An embodiment of the present disclosure further provides a drive chip configured to execute program instructions to implement the method described above.

An embodiment of the present disclosure further provides a display device including a display panel; and a drive chip electrically connected to the display panel and configured to execute program instructions to implement the method described above.

BRIEF DESCRIPTION OF THE DRAWINGS

In order that the technical solution in the embodiments of the present disclosure may be more clearly described, reference will now be made briefly to the accompanying drawings required for the description of the embodiments, and it will be apparent that the accompanying drawings in the description below are merely some of the embodiments of the present disclosure, and other drawings may be made available by person skilled in the art without involving any inventive effort.

FIG. 1 is a schematic diagram of a planar structure of a display panel according to an embodiment of the present disclosure;

FIG. 2 is a schematic diagram of a planar structure of a display device according to an embodiment of the present disclosure;

FIG. 3 is a schematic diagram of a planar structure of a display panel according to an embodiment of the present disclosure;

FIG. 4 is a schematic diagram of a planar structure of a display panel according to an embodiment of the present disclosure;

FIG. 5 is a schematic diagram of a planar structure of a display panel according to an embodiment of the present disclosure;

FIG. 6 is a flow diagram of a method for driving a display panel according to an embodiment of the present disclosure.

DETAILED DESCRIPTION

The following will provide a clear and complete description of the technical solution in the embodiments of the present disclosure, in conjunction with the accompanying drawings. Obviously, the described embodiments are only a portion of the embodiments of the present disclosure, and not all of them. Based on the embodiments in the present disclosure, all other embodiments obtained by person skilled in the art without involving any creative labor fall within the scope of protection of the present disclosure. Furthermore, it should be understood that the specific embodiments described herein are only intended to illustrate and explain the present disclosure, and are not intended to limit the present disclosure. In the present disclosure, unless otherwise specified, directional words used herein such as “up” and “down” usually refer to up and down directions of a device in actual use or an operational state, and in particular, to directions as shown in the drawings. References of “inside” and “outside” are made with respect to an outline of the device.

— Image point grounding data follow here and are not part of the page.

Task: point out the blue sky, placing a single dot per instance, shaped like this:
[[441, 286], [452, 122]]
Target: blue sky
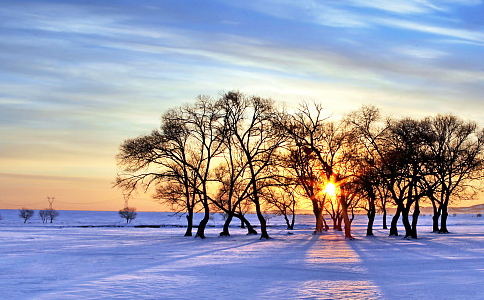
[[79, 77]]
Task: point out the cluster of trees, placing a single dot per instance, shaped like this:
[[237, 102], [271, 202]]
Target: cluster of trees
[[46, 215], [241, 153], [128, 213]]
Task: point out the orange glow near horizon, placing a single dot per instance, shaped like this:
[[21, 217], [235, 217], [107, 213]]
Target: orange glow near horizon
[[330, 189]]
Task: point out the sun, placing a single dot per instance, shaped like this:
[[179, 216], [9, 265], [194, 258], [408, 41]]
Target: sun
[[330, 189]]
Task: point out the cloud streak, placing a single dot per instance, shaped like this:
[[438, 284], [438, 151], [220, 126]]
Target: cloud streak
[[76, 79]]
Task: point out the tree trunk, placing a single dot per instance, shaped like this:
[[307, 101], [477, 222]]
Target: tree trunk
[[443, 220], [225, 230], [319, 220], [371, 219], [416, 213], [385, 218], [344, 216], [435, 221], [393, 225], [189, 223], [406, 221], [203, 222], [340, 220], [262, 220]]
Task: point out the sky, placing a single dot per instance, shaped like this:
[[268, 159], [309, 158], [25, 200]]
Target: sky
[[77, 78]]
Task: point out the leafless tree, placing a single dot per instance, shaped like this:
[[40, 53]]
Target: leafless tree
[[324, 142], [43, 215], [48, 214], [26, 214], [458, 152], [248, 121], [128, 213]]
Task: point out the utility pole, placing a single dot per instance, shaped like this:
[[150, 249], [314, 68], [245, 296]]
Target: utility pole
[[126, 199], [51, 201]]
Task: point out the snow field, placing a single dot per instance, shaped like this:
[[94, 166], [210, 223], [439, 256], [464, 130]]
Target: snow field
[[60, 261]]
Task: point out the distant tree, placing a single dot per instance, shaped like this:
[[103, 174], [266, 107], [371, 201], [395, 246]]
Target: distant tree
[[457, 150], [128, 213], [328, 146], [43, 215], [248, 123], [48, 214], [26, 214], [52, 214]]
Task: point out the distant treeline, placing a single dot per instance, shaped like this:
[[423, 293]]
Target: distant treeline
[[240, 153]]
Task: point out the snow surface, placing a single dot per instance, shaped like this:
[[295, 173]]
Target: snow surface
[[65, 261]]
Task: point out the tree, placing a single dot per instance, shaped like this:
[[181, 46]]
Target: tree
[[249, 125], [48, 214], [43, 215], [26, 214], [128, 213], [325, 143], [52, 213], [458, 152]]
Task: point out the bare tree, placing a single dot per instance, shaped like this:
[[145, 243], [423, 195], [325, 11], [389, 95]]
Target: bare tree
[[248, 122], [128, 213], [26, 214], [52, 214], [324, 142], [458, 152], [44, 216]]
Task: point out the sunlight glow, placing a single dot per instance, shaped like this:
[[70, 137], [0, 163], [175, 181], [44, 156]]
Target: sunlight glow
[[330, 189]]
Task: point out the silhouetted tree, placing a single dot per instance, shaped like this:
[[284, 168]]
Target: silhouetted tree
[[458, 152], [26, 214], [326, 143], [128, 213], [248, 122]]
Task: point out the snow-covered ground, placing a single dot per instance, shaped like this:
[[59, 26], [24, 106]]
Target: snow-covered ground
[[65, 261]]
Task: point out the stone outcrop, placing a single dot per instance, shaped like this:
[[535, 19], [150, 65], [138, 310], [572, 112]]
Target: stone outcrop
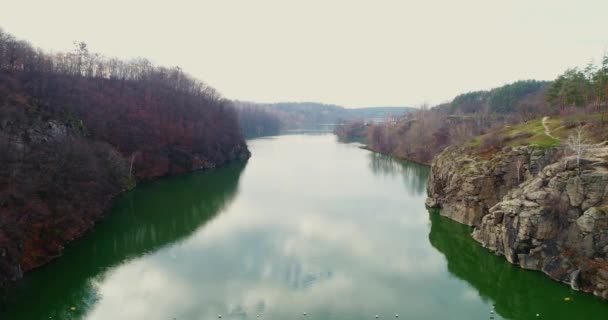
[[555, 220], [465, 187]]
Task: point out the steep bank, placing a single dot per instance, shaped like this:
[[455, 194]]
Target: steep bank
[[77, 128], [534, 206]]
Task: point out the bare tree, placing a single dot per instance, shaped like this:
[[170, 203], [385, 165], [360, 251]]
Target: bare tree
[[578, 143], [518, 164]]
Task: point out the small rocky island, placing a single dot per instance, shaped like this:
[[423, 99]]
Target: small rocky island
[[542, 208]]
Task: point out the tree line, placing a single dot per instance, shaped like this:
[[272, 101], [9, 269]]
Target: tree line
[[581, 87]]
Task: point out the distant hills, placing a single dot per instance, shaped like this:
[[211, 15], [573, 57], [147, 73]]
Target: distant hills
[[269, 118], [319, 113]]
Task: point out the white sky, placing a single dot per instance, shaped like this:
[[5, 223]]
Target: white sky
[[348, 52]]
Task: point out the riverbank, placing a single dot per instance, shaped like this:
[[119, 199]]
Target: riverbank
[[537, 206]]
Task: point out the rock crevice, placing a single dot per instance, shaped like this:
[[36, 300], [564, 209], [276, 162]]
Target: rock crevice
[[537, 208]]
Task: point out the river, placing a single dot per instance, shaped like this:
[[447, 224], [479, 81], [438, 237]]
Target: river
[[307, 225]]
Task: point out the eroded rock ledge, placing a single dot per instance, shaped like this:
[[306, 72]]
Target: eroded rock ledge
[[535, 207]]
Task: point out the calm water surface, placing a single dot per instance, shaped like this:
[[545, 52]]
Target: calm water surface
[[307, 225]]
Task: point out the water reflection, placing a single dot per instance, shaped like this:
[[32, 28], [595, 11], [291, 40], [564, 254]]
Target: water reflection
[[142, 221], [414, 175], [317, 226], [516, 293]]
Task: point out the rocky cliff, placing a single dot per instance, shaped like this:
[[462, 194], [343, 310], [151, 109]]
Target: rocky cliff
[[536, 207]]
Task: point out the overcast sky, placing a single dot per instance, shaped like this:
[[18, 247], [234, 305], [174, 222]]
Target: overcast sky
[[352, 53]]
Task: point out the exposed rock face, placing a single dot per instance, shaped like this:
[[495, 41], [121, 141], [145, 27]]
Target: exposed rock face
[[555, 221], [466, 187], [56, 182]]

In the related art, the Trigate drive architecture may have severe head-shaking lines when cooperated with the angle-of-view improvement algorithm. As shown in FIG. 1 , compensation states of a sub-pixel include a high grayscale data compensation state (represented by H) and a low grayscale data compensation state (represented by L), and polarities of the sub-pixel includes a positive polarity (represented by +) and a negative polarity (represented by −). The human eye is sensitive to green color. A green sub-pixel G with a high grayscale data compensation state H is taken as an example. The polarity of the green sub-pixel G with high grayscale data compensation state H in two adjacent sub-pixel columns of the first region A 1 is negative −, while the polarity of the green sub-pixel G with high grayscale data compensation state H in two adjacent sub-pixel columns of the second region A 2 is positive +. The polarities in the two cases are completely opposite, resulting in a significant difference in terms of polarity between two adjacent sub-pixel columns of the first region A 1 and the second region A 2 .

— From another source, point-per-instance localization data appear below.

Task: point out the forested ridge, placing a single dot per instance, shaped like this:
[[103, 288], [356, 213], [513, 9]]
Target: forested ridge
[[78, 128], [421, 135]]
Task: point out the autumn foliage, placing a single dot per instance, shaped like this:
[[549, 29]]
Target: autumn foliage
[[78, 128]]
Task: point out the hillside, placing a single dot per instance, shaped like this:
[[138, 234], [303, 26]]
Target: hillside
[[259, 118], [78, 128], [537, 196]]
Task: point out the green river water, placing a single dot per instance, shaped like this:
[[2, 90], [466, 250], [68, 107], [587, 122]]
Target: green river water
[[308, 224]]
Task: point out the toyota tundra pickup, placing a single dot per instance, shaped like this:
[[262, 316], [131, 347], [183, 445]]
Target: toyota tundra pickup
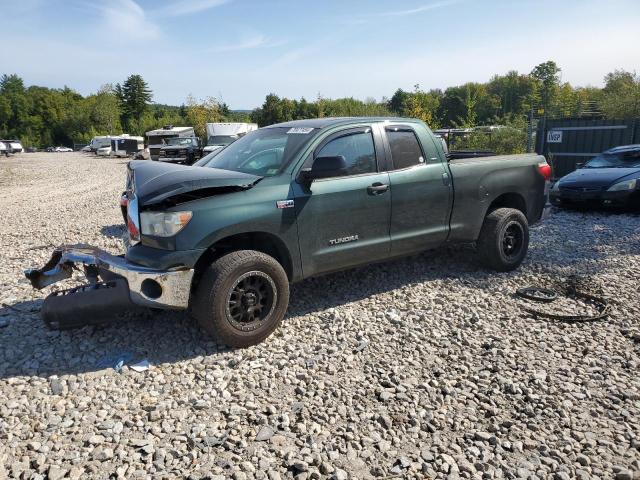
[[292, 201]]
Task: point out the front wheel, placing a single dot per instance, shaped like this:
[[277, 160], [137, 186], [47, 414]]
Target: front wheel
[[504, 239], [241, 298]]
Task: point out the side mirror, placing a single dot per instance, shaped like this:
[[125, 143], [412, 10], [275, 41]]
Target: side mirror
[[325, 167]]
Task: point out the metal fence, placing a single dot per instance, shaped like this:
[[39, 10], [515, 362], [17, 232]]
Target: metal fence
[[568, 142]]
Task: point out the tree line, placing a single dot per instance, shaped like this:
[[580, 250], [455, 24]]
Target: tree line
[[41, 116]]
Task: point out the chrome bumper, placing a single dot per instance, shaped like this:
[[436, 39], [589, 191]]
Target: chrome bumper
[[167, 289], [172, 159]]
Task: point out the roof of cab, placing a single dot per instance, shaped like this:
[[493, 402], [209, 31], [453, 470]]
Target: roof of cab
[[332, 121]]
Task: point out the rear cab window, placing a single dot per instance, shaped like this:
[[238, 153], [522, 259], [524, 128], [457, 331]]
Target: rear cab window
[[356, 147], [404, 147]]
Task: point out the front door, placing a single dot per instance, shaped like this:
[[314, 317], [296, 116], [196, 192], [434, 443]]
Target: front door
[[344, 221]]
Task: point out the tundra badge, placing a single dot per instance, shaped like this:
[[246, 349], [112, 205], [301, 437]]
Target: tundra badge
[[285, 203], [338, 241]]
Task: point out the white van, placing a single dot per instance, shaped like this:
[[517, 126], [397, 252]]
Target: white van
[[219, 135], [156, 138], [100, 142], [126, 145]]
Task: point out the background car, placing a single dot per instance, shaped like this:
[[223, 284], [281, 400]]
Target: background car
[[609, 179]]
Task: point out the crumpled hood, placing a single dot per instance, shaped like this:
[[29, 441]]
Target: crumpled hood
[[156, 182], [597, 177]]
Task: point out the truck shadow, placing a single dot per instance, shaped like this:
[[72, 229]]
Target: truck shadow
[[28, 348], [114, 231]]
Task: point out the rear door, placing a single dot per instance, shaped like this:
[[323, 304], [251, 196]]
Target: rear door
[[344, 221], [420, 187]]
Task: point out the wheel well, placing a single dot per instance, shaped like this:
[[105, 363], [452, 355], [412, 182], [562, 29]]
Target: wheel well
[[260, 241], [509, 200]]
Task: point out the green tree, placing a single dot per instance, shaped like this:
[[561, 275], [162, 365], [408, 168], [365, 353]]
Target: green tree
[[621, 95], [134, 95], [201, 112], [547, 75], [104, 110]]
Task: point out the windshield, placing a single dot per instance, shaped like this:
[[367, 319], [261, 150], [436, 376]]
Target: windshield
[[221, 139], [158, 139], [204, 161], [264, 152], [615, 160], [179, 141]]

The green sub-pixels GH with a high grayscale data compensation state of the first region A 1 and the green sub-pixels GH with a high grayscale data compensation state of the second region A 2 may be polarity-switched in different frames. Thus, when a human head is stationary, the luminance of the first region and the second region is averaged in time, so that human eyes are not prone to notice luminance unevenness. However, as soon as the head moves, time-averaged effect is destroyed, the human eyes can easily perceive that the luminance is uneven, thereby severe head-shaking lines occur.

As shown in FIG. 2 , an embodiment of the present disclosure provides a display device 1 . The display device 1 may include a display panel 2 , a circuit board 3 , and a COF (Chip On Film) 4 . The display panel 2 may be an LCD. The circuit board 3 may be a rigid printed circuit board. The COF 4 may be a flexible circuit board.

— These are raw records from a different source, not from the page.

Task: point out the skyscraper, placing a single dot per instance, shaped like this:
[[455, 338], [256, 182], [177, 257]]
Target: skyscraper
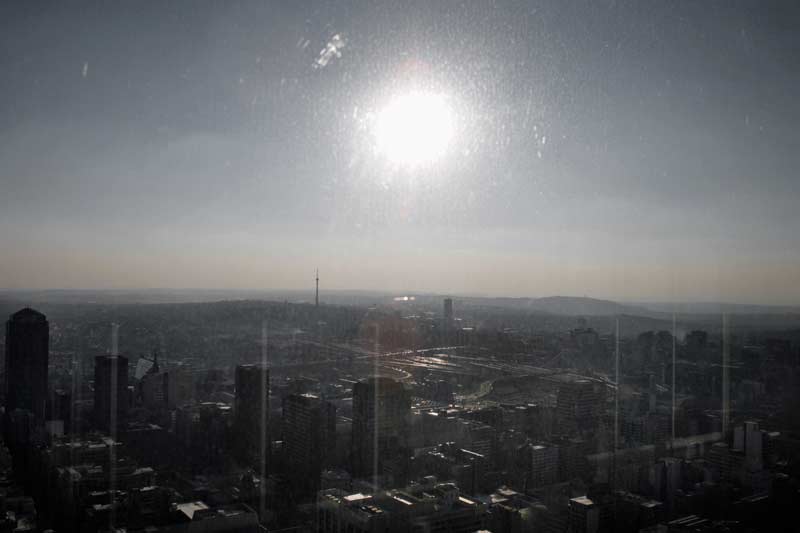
[[251, 413], [309, 428], [381, 407], [448, 312], [110, 391], [27, 348]]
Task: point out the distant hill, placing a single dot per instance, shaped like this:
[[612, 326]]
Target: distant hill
[[566, 305], [716, 308]]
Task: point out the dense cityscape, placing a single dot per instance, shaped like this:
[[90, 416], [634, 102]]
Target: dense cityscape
[[427, 266], [412, 414]]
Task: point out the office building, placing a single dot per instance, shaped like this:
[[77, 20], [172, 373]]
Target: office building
[[381, 407], [111, 396], [27, 348], [251, 414]]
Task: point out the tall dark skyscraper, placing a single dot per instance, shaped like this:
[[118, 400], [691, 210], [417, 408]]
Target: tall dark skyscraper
[[381, 407], [110, 391], [27, 348], [309, 427], [448, 311], [251, 413]]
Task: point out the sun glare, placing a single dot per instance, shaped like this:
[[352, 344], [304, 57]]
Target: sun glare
[[414, 129]]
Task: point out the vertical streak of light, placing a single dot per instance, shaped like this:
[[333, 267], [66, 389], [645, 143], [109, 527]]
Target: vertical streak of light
[[725, 375], [263, 433], [113, 422], [375, 409], [674, 341], [616, 400]]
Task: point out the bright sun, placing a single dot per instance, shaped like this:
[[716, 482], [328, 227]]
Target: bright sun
[[414, 129]]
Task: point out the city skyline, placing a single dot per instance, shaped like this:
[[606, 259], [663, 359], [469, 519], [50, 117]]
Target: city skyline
[[624, 153]]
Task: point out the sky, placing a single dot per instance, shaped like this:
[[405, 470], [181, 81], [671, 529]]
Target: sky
[[626, 150]]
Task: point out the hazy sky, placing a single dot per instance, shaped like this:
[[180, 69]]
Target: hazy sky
[[631, 150]]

The display panel 2 includes a display area DA and a non-display area NDA. The display area DA may be an area for configuration of sub-pixels SPX for displaying images. The non-display area NDA may be an area for configuration of a drive unit for supplying driving signals to the sub-pixels SPX and of some lines, such as power lines, connecting to the drive unit. The non-display area NDA may be provided on at least one side of the display area DA. The non-display area NDA may at least partially surround a periphery of the display area DA.

The display panel 2 includes a plurality of sub-pixels SPX, a plurality of data lines DT, a plurality of scan lines SN, and a gate drive circuit GDC. The plurality of sub-pixels SPX are located in the display area DA. The gate drive circuit GDC is located in the non-display region NDA, and drives a plurality of rows of the sub-pixels SPX through the plurality of scan lines SN to open the plurality of rows of the sub-pixels SPX row-by-row. Meanwhile, the plurality of data lines DT sequentially loads data signals to the plurality of rows of the sub-pixels SPX so that the display panel 2 displays a complete frame of picture within a duration of one frame.

The COF 4 includes a source drive chip 41 for transmitting the data signals to the plurality of data lines DT.

The circuit board 3 comprises a timing control chip 31 . The timing control chip 31 is electrically connected to the source drive chip 41 and the gate drive circuit GDC to control timings thereof.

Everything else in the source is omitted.